All nutritional information is based on third-party calculations and should be considered estimates. Actual nutrition content will vary based on brands used, measuring methods, portion sizes, and more.

Other Hard-Boiled Eggs Recipes to try

72 thoughts on “Super Easy Classic Deviled Eggs Recipe”

  1. I boiled eggs for my family and make egg salad sandwiches for my family. I’m not a fan but will feed my family. I don’t think I have ever made deviled eggs though!! Now I realize I should.

  2. I flippin LOVE these things! I never actually made them myself, they’re just always at family gatherings… Maybe it’s my turn to make them and share with the family ; )
    thanks!

    1. It can be tricky! If you look for my post about perfect hard-boiled eggs, it shows what I do. You’ve gotta put them in an ice bath as soon as they cook and it helps for sure! Also, practice. We make a lot of hard-boiled eggs.

  3. 5 stars
    Such a classic! We love deviled eggs. So easy to make (and even easier to eat lol). And you’re right, I love egg salad too 🙂

  4. Egg yolk with mayonnaise and mustard sounds delicious…I need to try this recipe this weekend. I am sure my little daughter will love it!

  5. Ooooooo so yummy!!! Deviled eggs are the best. Love them especially for Easter! So need to try your recipe out!!

    1. Thank you! My husband has actually been the one photographing lately because I don’t have the patience after I’ve been cooking and he’s been taking much better photos than I was!

    1. You should give them a try. They taste very different than scrambled eggs or a fried egg or anything like that.

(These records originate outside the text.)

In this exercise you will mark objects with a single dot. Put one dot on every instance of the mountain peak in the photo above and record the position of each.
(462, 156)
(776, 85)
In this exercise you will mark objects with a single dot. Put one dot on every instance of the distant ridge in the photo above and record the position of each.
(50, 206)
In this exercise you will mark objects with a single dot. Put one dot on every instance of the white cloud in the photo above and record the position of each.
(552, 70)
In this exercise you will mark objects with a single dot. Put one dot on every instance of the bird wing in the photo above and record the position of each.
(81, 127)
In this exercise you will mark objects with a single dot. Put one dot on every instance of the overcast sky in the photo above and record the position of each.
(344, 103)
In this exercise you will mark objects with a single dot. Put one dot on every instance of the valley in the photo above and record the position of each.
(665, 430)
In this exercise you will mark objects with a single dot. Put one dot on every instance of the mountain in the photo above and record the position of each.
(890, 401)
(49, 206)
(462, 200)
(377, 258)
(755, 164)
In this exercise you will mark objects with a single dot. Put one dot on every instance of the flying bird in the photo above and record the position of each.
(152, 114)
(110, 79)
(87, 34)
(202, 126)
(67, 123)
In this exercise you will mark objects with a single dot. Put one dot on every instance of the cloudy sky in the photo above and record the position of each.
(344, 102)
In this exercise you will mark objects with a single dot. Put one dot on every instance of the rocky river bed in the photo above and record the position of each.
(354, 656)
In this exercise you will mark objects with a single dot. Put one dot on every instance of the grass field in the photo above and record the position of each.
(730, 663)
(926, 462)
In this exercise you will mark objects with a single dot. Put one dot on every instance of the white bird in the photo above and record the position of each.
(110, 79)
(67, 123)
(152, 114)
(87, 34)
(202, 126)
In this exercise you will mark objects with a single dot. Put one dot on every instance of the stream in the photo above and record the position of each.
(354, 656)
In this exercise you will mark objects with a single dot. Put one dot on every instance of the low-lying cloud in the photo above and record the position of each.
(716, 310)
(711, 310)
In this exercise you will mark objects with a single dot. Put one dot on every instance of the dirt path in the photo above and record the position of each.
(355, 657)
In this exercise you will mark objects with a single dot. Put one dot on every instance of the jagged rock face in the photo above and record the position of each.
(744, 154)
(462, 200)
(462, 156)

And I know, the 13 minutes seems funny, but it’s just the right amount of time!

  6. I am like the only person in my family who doesn’t love deviled eggs. But I make them because everyone else does. THis looks great!

  7. Haha great minds think alike – I’ve just dusted off my deviled egg recipe, too! Yours are so pretty with the piped effect – maybe I will take that extra step this year so ours look neater lol…

    1. I actually find it easier to fill them by piping than using a spoon to scoop because it lets you fill them without making a mess. At least, I always made a mess when trying to scoop!

  8. Would i be able to make eggs the night before and then do the preparation the morning of? Or is it best to do everything the day of?

    1. I have hard-boiled eggs and kept them in the shells in the refrigerator for a few days before to use in salads. I haven’t tried prepping the yolks ahead of time so can’t comment on that. But you can definitely boil the eggs ahead of time. I hope that helps!

  9. I made deviled eggs yesterday using this method and Hallelulah, they came out PERFECT for the first time! Thanks bunches for the cooking tip.☺

  10. JANICE S BALDWIN

    CAN I ASK A QUESTION? I CAN’T SEEM TO GET MY EGG YOKES CREAMY. THEY HAVE SMALL LUMPS AFTER I PUT IN MAYO AND MUSTARD. YOUR RECIPE SOUNDS WONDERFUL. I MAKE THEM FOR EASTER DINNER.

    1. Hi Janice! Mine aren’t always perfectly creamy either. There are still a few lumps here and there. I just keep going at it with either a potato masher or a fork until I get the consistency we like.